C’est surtout notre cri de ralliement avec mes copains qui reste gravé dans ma mémoire. Ah ! Ce générique. Une épopée à lui tout

seul. À peine le feuilleton terminé, tous les garçons se retrouvaient en bande à courir sur les pavés de la caserne en beuglant ce

générique unique. « tin tin tin tin tin tin... » que ça faisait en chœur. On cassait les oreilles de tout le voisinage.
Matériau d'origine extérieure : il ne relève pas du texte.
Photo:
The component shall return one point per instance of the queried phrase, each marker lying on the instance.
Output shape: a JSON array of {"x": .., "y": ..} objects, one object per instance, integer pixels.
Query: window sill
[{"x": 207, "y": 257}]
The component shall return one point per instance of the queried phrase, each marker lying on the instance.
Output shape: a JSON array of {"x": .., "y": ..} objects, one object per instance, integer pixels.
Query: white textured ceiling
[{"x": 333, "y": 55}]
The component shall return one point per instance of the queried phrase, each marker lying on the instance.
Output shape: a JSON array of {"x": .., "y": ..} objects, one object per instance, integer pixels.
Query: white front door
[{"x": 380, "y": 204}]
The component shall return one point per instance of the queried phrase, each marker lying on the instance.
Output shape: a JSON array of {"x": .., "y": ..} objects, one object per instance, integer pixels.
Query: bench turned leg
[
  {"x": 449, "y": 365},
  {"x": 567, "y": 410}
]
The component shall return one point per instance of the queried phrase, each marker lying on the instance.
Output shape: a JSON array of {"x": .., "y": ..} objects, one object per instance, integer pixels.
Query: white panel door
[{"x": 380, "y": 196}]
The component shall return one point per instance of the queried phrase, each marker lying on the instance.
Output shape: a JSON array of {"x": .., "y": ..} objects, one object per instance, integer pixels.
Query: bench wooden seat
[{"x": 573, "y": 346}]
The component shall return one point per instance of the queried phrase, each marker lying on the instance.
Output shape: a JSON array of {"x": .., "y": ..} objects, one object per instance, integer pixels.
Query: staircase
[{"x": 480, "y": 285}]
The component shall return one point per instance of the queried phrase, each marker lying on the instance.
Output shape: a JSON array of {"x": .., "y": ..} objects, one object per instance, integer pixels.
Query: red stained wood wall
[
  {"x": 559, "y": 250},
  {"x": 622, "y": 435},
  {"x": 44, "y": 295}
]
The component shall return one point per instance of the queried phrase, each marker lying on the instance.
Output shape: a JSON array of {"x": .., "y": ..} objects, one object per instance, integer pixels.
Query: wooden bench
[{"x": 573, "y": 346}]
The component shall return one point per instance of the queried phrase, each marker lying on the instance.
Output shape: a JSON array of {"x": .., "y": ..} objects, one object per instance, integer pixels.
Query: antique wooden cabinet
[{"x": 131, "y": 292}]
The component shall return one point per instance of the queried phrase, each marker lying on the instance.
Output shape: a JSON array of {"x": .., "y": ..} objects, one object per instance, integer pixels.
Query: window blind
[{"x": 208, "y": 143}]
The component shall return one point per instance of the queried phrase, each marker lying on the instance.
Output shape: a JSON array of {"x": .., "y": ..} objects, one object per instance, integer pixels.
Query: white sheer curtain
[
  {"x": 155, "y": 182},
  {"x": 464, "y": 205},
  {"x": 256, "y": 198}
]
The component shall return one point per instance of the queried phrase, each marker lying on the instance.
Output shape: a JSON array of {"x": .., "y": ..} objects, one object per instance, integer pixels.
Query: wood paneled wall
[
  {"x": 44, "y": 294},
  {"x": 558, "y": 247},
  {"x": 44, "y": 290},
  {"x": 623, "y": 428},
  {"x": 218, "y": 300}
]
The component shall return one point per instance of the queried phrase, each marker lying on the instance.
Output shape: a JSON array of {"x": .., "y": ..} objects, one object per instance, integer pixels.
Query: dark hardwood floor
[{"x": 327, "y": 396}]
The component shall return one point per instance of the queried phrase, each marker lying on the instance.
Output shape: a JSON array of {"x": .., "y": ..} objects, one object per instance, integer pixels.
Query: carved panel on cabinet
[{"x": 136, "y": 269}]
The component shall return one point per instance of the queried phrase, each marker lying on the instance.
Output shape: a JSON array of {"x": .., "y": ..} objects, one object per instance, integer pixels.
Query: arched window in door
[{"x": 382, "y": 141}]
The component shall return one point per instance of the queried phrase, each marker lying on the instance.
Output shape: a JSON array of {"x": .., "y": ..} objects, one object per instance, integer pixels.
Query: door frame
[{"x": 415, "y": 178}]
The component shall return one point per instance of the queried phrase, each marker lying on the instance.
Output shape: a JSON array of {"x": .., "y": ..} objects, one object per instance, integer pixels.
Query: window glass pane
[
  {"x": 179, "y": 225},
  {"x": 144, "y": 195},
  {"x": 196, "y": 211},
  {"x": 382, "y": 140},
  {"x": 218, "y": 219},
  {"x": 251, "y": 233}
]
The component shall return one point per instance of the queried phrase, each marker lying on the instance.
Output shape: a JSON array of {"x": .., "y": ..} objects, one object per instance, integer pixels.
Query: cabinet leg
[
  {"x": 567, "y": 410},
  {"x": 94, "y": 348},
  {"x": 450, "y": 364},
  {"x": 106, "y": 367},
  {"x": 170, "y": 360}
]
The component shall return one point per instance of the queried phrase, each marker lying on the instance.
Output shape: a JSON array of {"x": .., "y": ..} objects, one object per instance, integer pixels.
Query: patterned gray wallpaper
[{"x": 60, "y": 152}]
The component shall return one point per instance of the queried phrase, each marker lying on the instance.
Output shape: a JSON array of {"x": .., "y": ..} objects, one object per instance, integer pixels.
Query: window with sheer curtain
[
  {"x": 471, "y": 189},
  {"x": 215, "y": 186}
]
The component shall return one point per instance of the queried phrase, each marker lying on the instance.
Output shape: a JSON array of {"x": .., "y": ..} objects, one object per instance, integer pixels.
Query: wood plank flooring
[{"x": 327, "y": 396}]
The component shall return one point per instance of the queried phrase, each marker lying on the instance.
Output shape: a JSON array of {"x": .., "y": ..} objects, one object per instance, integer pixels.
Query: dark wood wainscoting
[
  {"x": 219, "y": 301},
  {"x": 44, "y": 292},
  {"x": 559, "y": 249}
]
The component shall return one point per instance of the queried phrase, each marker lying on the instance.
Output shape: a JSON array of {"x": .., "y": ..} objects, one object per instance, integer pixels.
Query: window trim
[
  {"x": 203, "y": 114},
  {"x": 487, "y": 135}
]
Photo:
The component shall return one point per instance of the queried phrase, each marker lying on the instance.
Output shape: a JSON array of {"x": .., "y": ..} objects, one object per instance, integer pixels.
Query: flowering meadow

On s’y croyait avec nos épées de bois à combattre d’invisibles méchants. Cela faisait de chacun de nous l’héroïque Thierry la

Fronde. On bouillonnait de joie et on était d’intrépides guerriers. Sauf une fois. Dans la précipitation, ne trouvant pas mon épée,

j’avais pris une fine planche, avec des clous rouillés en guise de pommeau. Un rien suffisait pour se faire un personnage.

...

Me voilà à hurler le générique « tin tin tin tin » en courant bras tendu avec mon épée cloutée levée au ciel. Si ce n’est que ce jourlà,

je n’avais pas été aussi leste que mon héros. J’avais trébuché sur ces satanés pavés et je m’étais étalé de tout mon long, tel le

méchant percuté par un caillou vengeur de la fronde de Thierry. La honte ! C’est ainsi que je m’étais retrouvé chez le médecin qui

s’étonnait que la planche tienne toute seule dans ma main ouverte. C’était facile, les clous étaient bien plantés dans la paume. Et

quand j’avais vu ma mère tourner de l’œil, le héros en moi se dérobait pour laisser place à l’enfant que j’étais. Je criais de douleur à

chaque clou retiré. Dur d’être un héros dans la vraie vie. Pourtant, insouciant la fois d’après, avec mon pansement gros comme ça

autour de ma main, je cavalais à nouveau en criant à pleins poumons avec mes camarades « tin tin tin ».

...

C’était les années 60. C’étaient il y a longtemps. C’était hier.